Secret: caramelized onions are the key to happiness. I’ve written about them plenty before, and I’ll probably keep writing about them forever. Most of the time, when someone compliments my cooking, it’s because there were caramelized onions involved.
This recipe, an amalgam of a basic zucchini pasta recipe from Dirty Gourmet and a standard Bon Appetit concoction culled from Epicurious, started as a way to use up the handful of assorted vegetables hanging out in my fridge (four zucchini, three tomatoes, and a large handful of arugula). The x factor: caramelized onions, which lend it depth, richness, and a hint of sweetness to cut the typical pasta-sauce-saltiness. Lazy and pliable, they mirror my summer mood exactly and they help pull a bunch of random veggies into a passable pasta sauce. If you’re looking at a pile of misfit vegetables from your last CSA or market run and trying to figure out how to give them a little extra dimension, look no further…
Caramelized Onion Pasta
You will need:
1/2 pound pasta (I like penne.
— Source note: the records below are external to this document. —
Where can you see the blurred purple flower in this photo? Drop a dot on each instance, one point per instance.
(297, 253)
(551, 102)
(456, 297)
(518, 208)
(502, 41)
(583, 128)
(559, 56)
But as you wish), cooked to instructions
Vegetables: I used 4 zucchinis, 3 tomatoes, and a handful of arugula, but you can use whatever you’ve got around for the most part, diced or cut into bite-sized pieces
5-6 onions, sliced thinly
4-6 garlic cloves
Olive oil and butter
Spoonful of sugar (naturally)
Salt, pepper, and dried rosemary to taste
Parmesan cheese, to serve
While you cook your pasta, begin caramelizing your onions.
Some tips: 1) slice them very thinly, 2) use both butter and olive oil, 3) caramelize along with whatever herbs you’re using – it will help blend the flavors together more thoroughly, 4) be patient. There are no shortcuts. Pour yourself a drink. It will be worth the wait.
Nuts and bolts: heat up a pat of butter and a swirl of olive oil on medium heat and add your onions and herbs. Once they’ve started to turn translucent, throw in your garlic (I like mine whole or in large slices, but other people are less enthusiastic about garlic than I am and I respect that), sprinkle sugar on top, give a good stir, and turn the heat down. Wait, stirring occasionally, until they are reduced significantly:
This will probably take 45 minutes or so. The longer the better. Watch an episode of Mad Men if you must, but keep an eye on the heat and don’t let your onions brown or burn.
In the meantime, cook your other veggies separately. I opted to saute my zucchini in just oil, at a fairly high temperature, to brown and crisp it a little, then added the arugula and tomatoes on a lower heat setting to stew it all together into a happy blend. When you’re happy with your vegetable mix, add it into your caramelized onion pan with a little parmesan, and season to taste with salt and pepper. Serve warm, with freshly grated parmesan, over pasta.
Serving tip: for a richer dish, mix in a few spoonfuls of full-cream plain yogurt when you serve.
Have you been watching Mad Men? What do you think?